Там девки и жены казанские боязливо жались к стенам, тщетно уповая лишь на защиту своего Бога, явившего в тот день свое бессилие. Молодые проклинали свою красоту, более мудрые — свой пол. Но воины наши на них и внимания не обратили — не дошел еще пир до сладкого!
«Видя, что пал последний его оплот, Едигерка с воинством, числом до десяти тысяч, попытался спастись через задние ворота, но там, в нижней части города, дорогу им пересек Курбский и разил их в узких улочках и на крутизне, а оттесненный силой превосходящей, стал насмерть в Збойливых воротах. Пришла тут пора татарам стены крепостные штурмовать, познать, что такое взбираться вверх по телам своих друзей павших. Захватив же башню и увидев сверху, что окружены они со всех сторон врагами, татары скрутили своего царя, отчаянно отбивавшегося, и спустили его вниз на веревках, предав в руки князя Дмитрия Палецкого».
То был единственный разумный поступок татар за все время осады. В результате лишь один Едигер и спасся из всех мужчин казанских. Наши в битве уничтожали всех оружных, а то были все, кто мог держать оружие.
«Решив, что битве пришел конец, князь Палецкий остановил сечу и приготовился к переговорам, Но татары сказали: «Слушайте! Доколе у нас было царство, мы умирали за царя и отечество. Теперь Казань ваша. Отдаем вам и царя, живого, неуязвленного. Ведите его к Иоанну, а мы идем на широкое поле испить с вами последнюю чашу». И почали вновь стрелять и прыгать вниз со стен, стремясь уйти за реку Казанку и там собравшись, дать последний бой. Но Андрей Курбский того им не дал. Хоть и осталось у него всего двести воинов против пяти тысяч у татар, он вскочил с ними на случившихся там коней и бросился в бой, весело крича: «Уж и забыли, поди, молодцы в теснине уличной, что такое сеча настоящая! Теперь ужо разгуляемся!» И врезался он в толпу татар, и разил без устали налево и направо, как архангел Гавриил, и не обращал внимания на свои раны, освящая каплями своей святой крови потоки неверной. И утихла та битва с последним воином, лишь дымилось поле от крови вскипевшей. С криками бросились наши на то поле и отыскали Андрея Курбского под грудой поверженных им врагов, слава Богу, живого».

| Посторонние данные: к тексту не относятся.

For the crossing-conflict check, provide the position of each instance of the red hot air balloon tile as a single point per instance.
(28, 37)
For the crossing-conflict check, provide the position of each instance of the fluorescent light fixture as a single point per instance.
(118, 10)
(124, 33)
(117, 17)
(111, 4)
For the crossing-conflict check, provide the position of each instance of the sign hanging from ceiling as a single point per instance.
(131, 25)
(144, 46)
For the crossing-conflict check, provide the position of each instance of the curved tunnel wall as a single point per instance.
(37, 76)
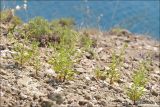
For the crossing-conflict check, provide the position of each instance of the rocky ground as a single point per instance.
(20, 88)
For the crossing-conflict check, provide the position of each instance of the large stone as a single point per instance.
(148, 105)
(56, 97)
(82, 102)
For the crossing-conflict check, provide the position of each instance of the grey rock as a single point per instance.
(87, 97)
(2, 47)
(97, 97)
(56, 97)
(155, 93)
(82, 102)
(47, 103)
(23, 96)
(148, 105)
(80, 70)
(102, 102)
(89, 104)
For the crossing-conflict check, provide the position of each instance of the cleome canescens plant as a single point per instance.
(36, 57)
(139, 78)
(62, 64)
(23, 55)
(116, 62)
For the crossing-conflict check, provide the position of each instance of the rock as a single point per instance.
(126, 66)
(87, 78)
(103, 57)
(87, 97)
(89, 104)
(58, 90)
(2, 47)
(155, 93)
(47, 103)
(23, 96)
(56, 97)
(82, 102)
(102, 102)
(51, 72)
(80, 70)
(93, 88)
(148, 105)
(118, 99)
(97, 97)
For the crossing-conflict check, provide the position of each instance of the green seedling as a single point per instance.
(136, 91)
(99, 74)
(116, 62)
(23, 54)
(86, 42)
(62, 64)
(36, 57)
(63, 22)
(38, 27)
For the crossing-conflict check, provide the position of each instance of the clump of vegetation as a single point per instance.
(63, 64)
(38, 26)
(136, 91)
(118, 31)
(23, 55)
(36, 57)
(116, 62)
(8, 17)
(63, 22)
(99, 74)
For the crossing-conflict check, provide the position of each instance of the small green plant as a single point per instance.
(99, 74)
(63, 64)
(23, 54)
(36, 57)
(86, 42)
(38, 26)
(63, 22)
(7, 16)
(136, 91)
(116, 62)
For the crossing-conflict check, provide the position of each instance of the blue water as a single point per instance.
(142, 17)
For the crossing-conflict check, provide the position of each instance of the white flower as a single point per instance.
(25, 6)
(18, 7)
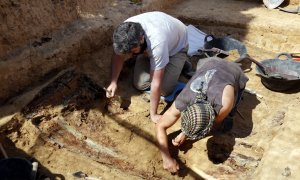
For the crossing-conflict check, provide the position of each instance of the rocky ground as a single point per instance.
(63, 120)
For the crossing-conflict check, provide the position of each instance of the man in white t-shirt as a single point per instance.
(158, 40)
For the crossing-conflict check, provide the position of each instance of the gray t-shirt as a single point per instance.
(212, 76)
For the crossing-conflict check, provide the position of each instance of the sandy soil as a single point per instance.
(66, 124)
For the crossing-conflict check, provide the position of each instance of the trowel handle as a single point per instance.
(3, 151)
(287, 55)
(207, 36)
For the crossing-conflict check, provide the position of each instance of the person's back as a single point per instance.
(164, 34)
(213, 75)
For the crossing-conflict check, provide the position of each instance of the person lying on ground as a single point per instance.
(158, 41)
(208, 101)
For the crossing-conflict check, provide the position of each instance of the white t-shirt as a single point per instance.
(164, 34)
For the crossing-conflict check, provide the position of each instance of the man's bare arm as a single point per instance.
(117, 62)
(157, 77)
(227, 104)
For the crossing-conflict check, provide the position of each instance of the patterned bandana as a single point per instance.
(197, 120)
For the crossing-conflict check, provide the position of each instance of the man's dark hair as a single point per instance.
(127, 36)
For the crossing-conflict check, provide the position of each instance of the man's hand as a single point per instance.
(179, 139)
(111, 90)
(171, 165)
(155, 118)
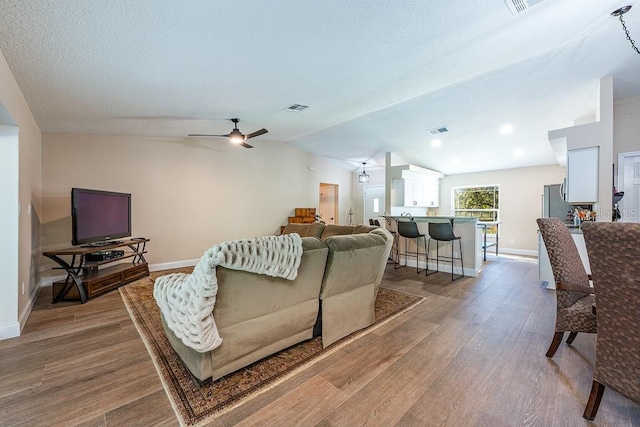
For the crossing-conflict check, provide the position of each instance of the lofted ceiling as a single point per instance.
(376, 74)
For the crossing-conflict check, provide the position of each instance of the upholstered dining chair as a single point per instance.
(614, 256)
(574, 295)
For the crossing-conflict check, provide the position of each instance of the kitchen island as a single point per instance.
(464, 227)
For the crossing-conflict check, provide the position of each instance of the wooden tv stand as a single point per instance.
(89, 278)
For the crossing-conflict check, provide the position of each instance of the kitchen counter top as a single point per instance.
(465, 227)
(456, 219)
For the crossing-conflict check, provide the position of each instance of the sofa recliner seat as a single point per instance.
(259, 315)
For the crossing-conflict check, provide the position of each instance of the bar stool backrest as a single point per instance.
(408, 229)
(442, 231)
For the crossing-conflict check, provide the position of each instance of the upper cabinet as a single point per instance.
(582, 175)
(416, 192)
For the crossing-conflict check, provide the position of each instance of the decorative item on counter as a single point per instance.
(580, 215)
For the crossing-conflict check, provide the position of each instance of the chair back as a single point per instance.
(408, 229)
(442, 231)
(566, 263)
(614, 257)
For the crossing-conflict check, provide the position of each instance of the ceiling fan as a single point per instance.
(237, 137)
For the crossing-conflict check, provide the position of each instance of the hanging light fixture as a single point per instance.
(363, 178)
(619, 13)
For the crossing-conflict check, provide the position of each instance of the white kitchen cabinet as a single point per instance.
(408, 192)
(582, 175)
(432, 193)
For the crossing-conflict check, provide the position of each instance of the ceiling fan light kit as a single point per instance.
(235, 136)
(363, 178)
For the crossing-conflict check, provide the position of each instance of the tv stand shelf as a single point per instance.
(87, 279)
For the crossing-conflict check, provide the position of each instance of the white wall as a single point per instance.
(14, 311)
(521, 192)
(626, 127)
(376, 177)
(600, 134)
(9, 326)
(187, 194)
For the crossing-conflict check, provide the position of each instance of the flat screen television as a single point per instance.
(98, 216)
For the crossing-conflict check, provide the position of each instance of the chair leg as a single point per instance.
(597, 389)
(557, 339)
(417, 255)
(572, 336)
(426, 257)
(461, 257)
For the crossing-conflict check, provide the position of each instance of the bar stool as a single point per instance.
(409, 230)
(443, 232)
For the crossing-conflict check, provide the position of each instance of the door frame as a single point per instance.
(364, 200)
(621, 158)
(336, 198)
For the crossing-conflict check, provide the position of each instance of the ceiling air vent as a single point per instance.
(436, 131)
(517, 6)
(296, 108)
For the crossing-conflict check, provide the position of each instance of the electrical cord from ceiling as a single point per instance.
(619, 13)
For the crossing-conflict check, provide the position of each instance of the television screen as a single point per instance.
(98, 215)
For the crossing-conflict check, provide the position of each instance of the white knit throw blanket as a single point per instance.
(187, 300)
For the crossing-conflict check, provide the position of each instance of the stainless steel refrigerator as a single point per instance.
(553, 204)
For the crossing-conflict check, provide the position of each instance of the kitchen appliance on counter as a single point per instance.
(554, 205)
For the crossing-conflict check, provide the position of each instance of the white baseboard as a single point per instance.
(25, 314)
(513, 251)
(10, 330)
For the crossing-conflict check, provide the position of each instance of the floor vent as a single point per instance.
(296, 108)
(436, 131)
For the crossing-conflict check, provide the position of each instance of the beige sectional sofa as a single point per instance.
(257, 315)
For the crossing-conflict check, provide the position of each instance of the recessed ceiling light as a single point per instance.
(435, 131)
(506, 129)
(296, 108)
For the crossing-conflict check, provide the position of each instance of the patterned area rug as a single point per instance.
(196, 402)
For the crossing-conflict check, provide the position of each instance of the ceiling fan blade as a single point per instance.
(256, 133)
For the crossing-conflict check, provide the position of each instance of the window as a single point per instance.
(479, 202)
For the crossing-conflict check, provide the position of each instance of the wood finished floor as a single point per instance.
(471, 354)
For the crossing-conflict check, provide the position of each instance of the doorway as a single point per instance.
(373, 203)
(329, 203)
(629, 182)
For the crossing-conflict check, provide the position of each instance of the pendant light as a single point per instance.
(363, 178)
(619, 13)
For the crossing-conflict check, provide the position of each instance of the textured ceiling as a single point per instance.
(375, 74)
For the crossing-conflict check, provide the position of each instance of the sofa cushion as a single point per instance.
(305, 230)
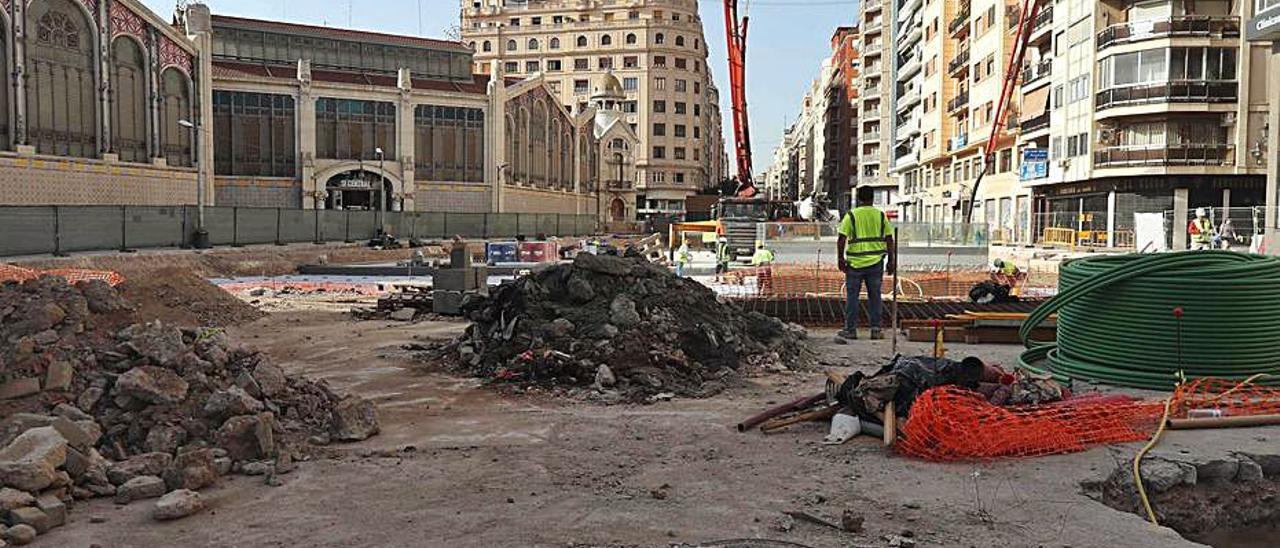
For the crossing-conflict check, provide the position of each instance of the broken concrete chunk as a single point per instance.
(622, 311)
(155, 341)
(167, 438)
(192, 470)
(353, 419)
(14, 498)
(178, 503)
(59, 375)
(140, 488)
(247, 437)
(71, 412)
(270, 378)
(151, 384)
(19, 388)
(31, 461)
(21, 534)
(231, 402)
(140, 465)
(54, 508)
(33, 516)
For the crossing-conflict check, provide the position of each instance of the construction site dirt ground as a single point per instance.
(461, 465)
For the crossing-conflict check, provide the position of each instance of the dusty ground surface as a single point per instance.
(458, 465)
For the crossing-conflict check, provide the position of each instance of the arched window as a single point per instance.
(5, 132)
(128, 100)
(176, 106)
(62, 108)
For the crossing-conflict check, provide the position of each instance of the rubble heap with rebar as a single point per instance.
(622, 328)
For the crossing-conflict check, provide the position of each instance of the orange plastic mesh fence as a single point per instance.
(952, 424)
(10, 273)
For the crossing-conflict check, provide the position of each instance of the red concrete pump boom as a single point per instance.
(735, 33)
(1031, 8)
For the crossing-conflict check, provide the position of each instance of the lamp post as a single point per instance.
(382, 187)
(200, 240)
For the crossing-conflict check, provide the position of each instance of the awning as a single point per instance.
(1034, 104)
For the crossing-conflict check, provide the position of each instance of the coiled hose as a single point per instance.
(1116, 320)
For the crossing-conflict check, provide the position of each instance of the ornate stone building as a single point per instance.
(91, 97)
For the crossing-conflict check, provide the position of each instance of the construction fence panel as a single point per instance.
(87, 228)
(334, 225)
(429, 224)
(220, 223)
(465, 224)
(501, 225)
(26, 229)
(297, 225)
(364, 224)
(152, 225)
(255, 225)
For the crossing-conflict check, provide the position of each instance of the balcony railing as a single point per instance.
(1179, 91)
(1043, 18)
(1037, 71)
(1034, 124)
(959, 62)
(1162, 155)
(959, 22)
(1176, 26)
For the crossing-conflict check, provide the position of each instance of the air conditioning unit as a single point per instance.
(199, 19)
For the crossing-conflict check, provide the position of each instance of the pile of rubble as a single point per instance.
(618, 328)
(146, 411)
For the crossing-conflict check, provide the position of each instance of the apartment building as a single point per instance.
(1151, 106)
(873, 109)
(657, 50)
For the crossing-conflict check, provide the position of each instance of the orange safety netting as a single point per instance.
(952, 424)
(10, 273)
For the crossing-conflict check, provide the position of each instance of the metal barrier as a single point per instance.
(62, 229)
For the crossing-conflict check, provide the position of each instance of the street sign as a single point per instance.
(1034, 164)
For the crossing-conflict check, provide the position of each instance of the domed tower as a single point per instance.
(607, 97)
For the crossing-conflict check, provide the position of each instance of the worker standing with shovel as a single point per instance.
(864, 243)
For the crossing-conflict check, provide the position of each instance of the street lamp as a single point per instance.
(200, 240)
(382, 186)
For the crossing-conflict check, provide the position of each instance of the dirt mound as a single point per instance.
(91, 410)
(181, 297)
(624, 327)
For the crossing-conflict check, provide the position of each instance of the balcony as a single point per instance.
(1178, 91)
(1043, 19)
(1038, 71)
(1034, 124)
(1169, 27)
(960, 22)
(1165, 155)
(959, 62)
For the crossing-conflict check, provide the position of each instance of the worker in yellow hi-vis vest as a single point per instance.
(864, 243)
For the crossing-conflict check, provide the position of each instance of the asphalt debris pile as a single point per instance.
(621, 329)
(144, 411)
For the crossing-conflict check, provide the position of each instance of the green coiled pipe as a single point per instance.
(1116, 320)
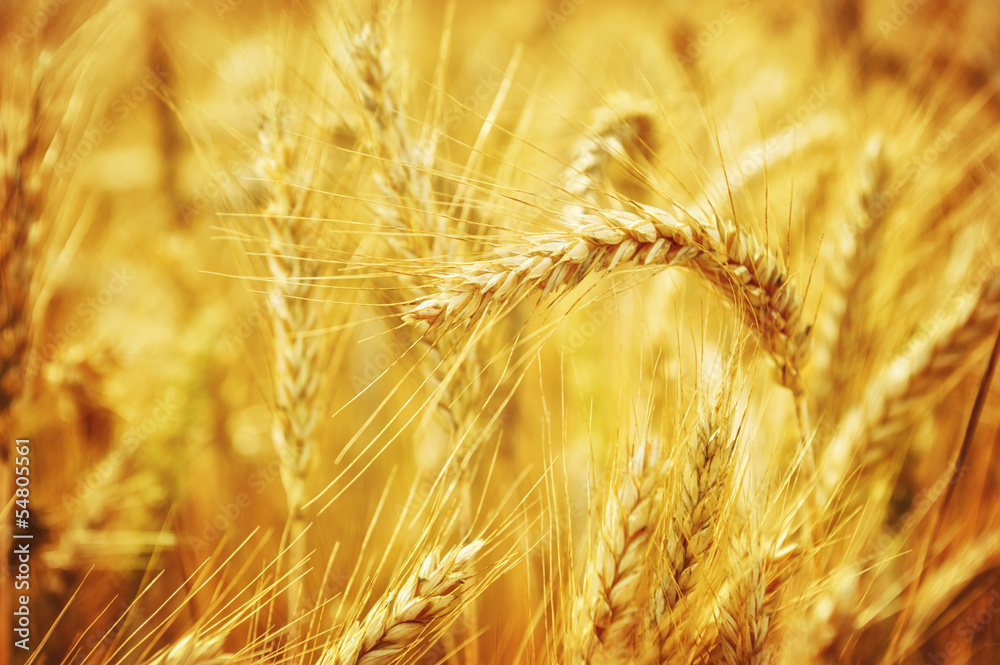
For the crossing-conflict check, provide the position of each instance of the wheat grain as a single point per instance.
(420, 607)
(620, 129)
(605, 615)
(895, 399)
(701, 493)
(720, 251)
(846, 293)
(744, 616)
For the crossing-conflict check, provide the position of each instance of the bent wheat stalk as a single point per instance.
(723, 253)
(894, 399)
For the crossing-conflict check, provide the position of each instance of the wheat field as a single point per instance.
(530, 331)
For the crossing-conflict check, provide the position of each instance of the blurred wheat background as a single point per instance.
(502, 332)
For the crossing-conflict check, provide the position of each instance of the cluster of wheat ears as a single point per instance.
(507, 332)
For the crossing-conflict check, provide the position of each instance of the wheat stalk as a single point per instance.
(744, 617)
(295, 311)
(419, 608)
(701, 493)
(194, 649)
(720, 251)
(896, 397)
(605, 614)
(849, 275)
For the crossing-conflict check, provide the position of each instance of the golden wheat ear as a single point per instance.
(606, 613)
(411, 616)
(621, 131)
(723, 253)
(704, 486)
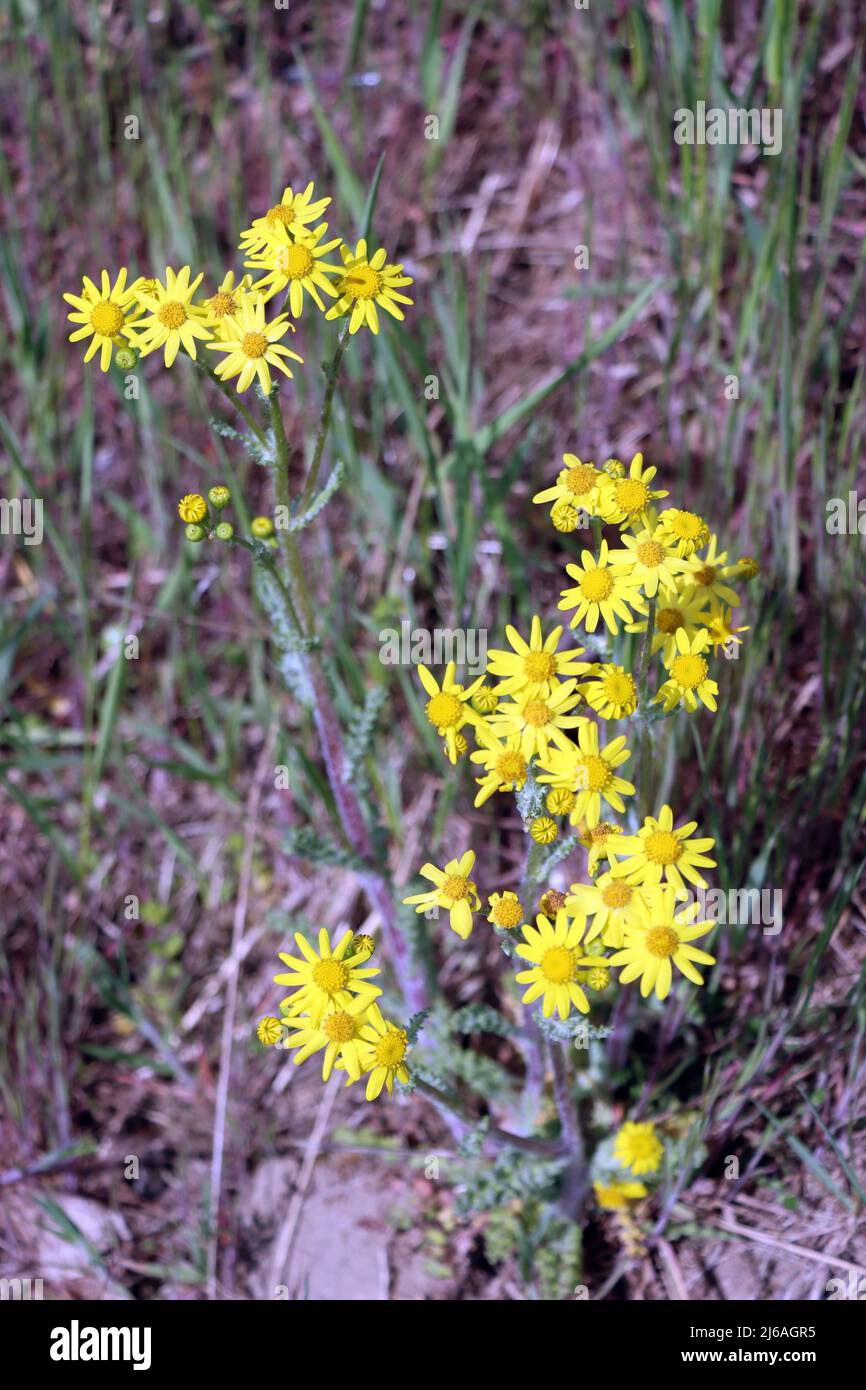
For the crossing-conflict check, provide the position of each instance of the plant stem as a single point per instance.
(324, 421)
(498, 1137)
(324, 715)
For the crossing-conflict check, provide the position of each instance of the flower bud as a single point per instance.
(218, 496)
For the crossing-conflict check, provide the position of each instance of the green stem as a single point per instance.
(324, 421)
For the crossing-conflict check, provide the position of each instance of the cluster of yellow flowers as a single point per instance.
(332, 1009)
(153, 313)
(534, 723)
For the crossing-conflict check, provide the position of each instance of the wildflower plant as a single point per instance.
(560, 726)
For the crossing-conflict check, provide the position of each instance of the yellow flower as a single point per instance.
(385, 1045)
(555, 959)
(293, 213)
(535, 666)
(651, 559)
(268, 1030)
(296, 263)
(107, 316)
(685, 530)
(708, 574)
(192, 508)
(684, 612)
(590, 772)
(505, 766)
(560, 801)
(601, 841)
(610, 692)
(255, 346)
(544, 830)
(659, 851)
(506, 909)
(658, 937)
(366, 282)
(223, 307)
(448, 708)
(722, 631)
(325, 979)
(173, 321)
(602, 590)
(565, 517)
(453, 890)
(688, 674)
(628, 502)
(637, 1147)
(485, 699)
(608, 901)
(577, 485)
(538, 722)
(615, 1197)
(339, 1033)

«Не было больше у Казани защитников — все полегли, не было крепостных стен — они были взорваны, не было больше рвов — они были заполнены телами павших, не сияли полумесяцы на мечетях — они были сбиты. Улицы поднялись до крыш, и покрасневшие воды реки Казанки широко разлились от рукотворной плотины. Победа была полной».
«И повелел царь Иоанн очистить одну из улиц города от Муралеевых ворот до царского дворца и на следующий день, октября третьего числа, въехал торжественно в усмиренный город. И воины, стоя на плоских крышах домов, приветствовали своего царя и верховного военачальника. Но больше всего радовали сердце Иоанново благодарственные крики русских пленников, освобожденных от басурманской неволи: «Избавитель наш! Из ада ты нас вывел, для нас, сирот несчастных, головы своей не пощадил!» А во дворе дворца царского взору Иоанна открылась гора из сокровищ, захваченных в Казани, и море пленников, женщин и детей. И все то царь милостиво пожаловал своему войску, себе оставив одну лишь славу».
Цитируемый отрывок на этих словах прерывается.